Last night I was part of a simple but profound encounter. Eight people, some of them Christian, gathered round a meal to discuss faith, doubt and the possibility, or otherwise, of God. “Crash” is the brainchild of my friend Joe who says,
“It is called ‘Crash’ because so often in life two opposing views come crashing together and we try to salvage answers from among the wreckage. Crash seeks to be different and looks to enable different views to come together in such a way that enriches us all rather than tearing us apart.”
Wisely, Joe established a few simple rules to ensure the playing field was reasonably level. Everyone is encouraged to get involved in the discussion and conversations. No-one is allowed to dominate the evening and conversations. And because the evening encourages various belief systems and world views to engage with each other there should be no aggression.
After a short introductory talk around the subject of the incarnation and the point of Christ and Christmas to provide fuel for potential discussion, dinner was served and conversation began. Predictably, to start with we chatted about all sorts of things. But quite soon conversation gravitated towards our respective beliefs and doubts in a natural flow of speaking and listening that included everyone and judged no one. Our discussions around the meal permitted a degree of honesty and reality about faith and doubt that I have not experienced in any other context. It was painful to hear how damaging some people in churches have been to some of those present. Is it any wonder that people give up on God when God’s people behave like pharisees? But there was also a confident hope expressed in Christ in a way that was confessional and gentle, respecting the beliefs and feelings of all in keeping with Joe’s vision for the evening.
In some ways, Crash seems pretty obvious. There may well be similar things happening all over the country. It left me wondering. There are lots of people who, faithwise, live in something of a cloud of unknowing.
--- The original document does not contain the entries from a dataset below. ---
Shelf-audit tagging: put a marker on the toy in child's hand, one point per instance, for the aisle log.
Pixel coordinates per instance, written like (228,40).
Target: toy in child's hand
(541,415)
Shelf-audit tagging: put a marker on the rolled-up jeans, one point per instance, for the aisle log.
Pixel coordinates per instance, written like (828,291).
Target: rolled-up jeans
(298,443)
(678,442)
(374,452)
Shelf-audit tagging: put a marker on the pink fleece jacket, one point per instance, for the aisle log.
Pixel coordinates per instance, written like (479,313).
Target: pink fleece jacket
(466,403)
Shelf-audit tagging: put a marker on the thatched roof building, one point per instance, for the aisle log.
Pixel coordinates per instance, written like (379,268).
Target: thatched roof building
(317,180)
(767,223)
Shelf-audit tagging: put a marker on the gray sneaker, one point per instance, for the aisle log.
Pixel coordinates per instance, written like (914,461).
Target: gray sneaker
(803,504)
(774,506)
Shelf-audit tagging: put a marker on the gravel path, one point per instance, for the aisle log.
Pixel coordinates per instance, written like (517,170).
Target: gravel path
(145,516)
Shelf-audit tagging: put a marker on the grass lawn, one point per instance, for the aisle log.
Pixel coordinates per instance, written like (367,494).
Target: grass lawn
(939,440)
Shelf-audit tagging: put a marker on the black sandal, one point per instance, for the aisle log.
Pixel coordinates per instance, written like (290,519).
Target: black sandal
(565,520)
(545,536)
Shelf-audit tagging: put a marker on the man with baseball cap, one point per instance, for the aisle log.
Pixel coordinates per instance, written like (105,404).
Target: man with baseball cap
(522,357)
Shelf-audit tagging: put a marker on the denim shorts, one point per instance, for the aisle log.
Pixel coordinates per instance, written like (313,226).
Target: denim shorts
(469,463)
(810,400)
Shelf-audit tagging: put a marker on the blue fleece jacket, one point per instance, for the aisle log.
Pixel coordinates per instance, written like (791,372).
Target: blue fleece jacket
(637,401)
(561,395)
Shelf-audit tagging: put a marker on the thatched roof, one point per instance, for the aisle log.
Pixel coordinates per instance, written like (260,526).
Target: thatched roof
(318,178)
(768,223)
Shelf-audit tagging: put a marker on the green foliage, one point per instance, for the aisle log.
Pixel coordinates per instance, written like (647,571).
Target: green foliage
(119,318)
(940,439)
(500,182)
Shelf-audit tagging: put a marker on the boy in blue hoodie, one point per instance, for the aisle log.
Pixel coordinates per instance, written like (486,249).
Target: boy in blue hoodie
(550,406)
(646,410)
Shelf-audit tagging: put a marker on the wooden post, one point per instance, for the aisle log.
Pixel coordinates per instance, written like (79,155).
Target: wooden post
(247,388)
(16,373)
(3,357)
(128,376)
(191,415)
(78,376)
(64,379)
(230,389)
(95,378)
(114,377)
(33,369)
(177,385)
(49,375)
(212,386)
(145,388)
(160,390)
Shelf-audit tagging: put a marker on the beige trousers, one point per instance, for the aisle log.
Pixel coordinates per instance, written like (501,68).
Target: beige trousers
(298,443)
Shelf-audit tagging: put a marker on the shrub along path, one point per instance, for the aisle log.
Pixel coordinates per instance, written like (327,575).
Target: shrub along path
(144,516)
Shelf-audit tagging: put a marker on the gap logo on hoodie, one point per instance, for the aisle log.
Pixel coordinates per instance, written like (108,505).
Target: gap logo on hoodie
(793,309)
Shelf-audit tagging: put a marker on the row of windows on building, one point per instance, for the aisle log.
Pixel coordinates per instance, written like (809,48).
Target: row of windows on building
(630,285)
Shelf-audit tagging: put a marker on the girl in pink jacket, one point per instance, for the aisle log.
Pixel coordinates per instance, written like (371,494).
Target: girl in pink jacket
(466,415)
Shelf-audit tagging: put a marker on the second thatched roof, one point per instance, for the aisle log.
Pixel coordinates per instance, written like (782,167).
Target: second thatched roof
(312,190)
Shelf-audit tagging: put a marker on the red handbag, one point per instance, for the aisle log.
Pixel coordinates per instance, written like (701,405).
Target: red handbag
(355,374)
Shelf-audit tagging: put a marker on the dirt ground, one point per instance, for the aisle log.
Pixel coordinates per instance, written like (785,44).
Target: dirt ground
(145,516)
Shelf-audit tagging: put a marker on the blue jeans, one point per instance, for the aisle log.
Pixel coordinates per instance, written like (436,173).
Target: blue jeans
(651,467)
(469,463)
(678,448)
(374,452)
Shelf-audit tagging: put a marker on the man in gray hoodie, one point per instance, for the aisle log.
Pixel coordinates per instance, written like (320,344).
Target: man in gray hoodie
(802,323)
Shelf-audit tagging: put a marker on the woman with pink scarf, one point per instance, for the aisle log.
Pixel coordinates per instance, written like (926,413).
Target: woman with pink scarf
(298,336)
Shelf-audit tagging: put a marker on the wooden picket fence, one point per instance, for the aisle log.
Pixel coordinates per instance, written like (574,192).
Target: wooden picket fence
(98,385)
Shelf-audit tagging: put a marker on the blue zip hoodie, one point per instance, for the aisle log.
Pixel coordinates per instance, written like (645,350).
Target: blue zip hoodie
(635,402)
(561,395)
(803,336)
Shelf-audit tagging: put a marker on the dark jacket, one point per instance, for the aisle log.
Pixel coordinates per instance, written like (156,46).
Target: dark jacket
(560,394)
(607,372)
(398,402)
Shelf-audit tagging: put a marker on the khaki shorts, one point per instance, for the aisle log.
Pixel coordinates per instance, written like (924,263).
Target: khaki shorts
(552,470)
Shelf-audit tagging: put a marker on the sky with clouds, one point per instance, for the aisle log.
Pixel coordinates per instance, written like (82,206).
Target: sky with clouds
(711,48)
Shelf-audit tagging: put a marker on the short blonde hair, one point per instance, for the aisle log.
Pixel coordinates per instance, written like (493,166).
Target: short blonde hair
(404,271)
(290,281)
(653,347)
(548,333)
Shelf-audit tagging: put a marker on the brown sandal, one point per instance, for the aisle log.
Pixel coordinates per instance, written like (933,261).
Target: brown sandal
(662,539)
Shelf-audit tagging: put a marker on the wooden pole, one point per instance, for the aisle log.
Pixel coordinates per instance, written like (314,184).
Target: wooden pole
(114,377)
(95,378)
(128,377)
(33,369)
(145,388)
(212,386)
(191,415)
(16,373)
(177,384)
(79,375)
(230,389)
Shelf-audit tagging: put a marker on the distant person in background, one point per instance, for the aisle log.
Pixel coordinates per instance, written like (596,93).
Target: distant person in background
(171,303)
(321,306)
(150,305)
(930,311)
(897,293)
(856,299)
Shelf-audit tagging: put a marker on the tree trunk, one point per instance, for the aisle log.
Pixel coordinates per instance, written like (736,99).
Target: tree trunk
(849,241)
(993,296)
I wonder where they go to discuss their ideas, to hear stories of the Christian life, to chat about life’s big issues without feeling, rightly or wrongly, ‘evangelised’? Where do people go who have been hurt by church to stay connected to some expression of Christian community?
‘Crash’ is simple and, as an unpressured place to talk about eternal matters, very effective.
Big thanks to Joe & Sarah for hosting and to everyone else who took part.
We’ll probably do it again in January.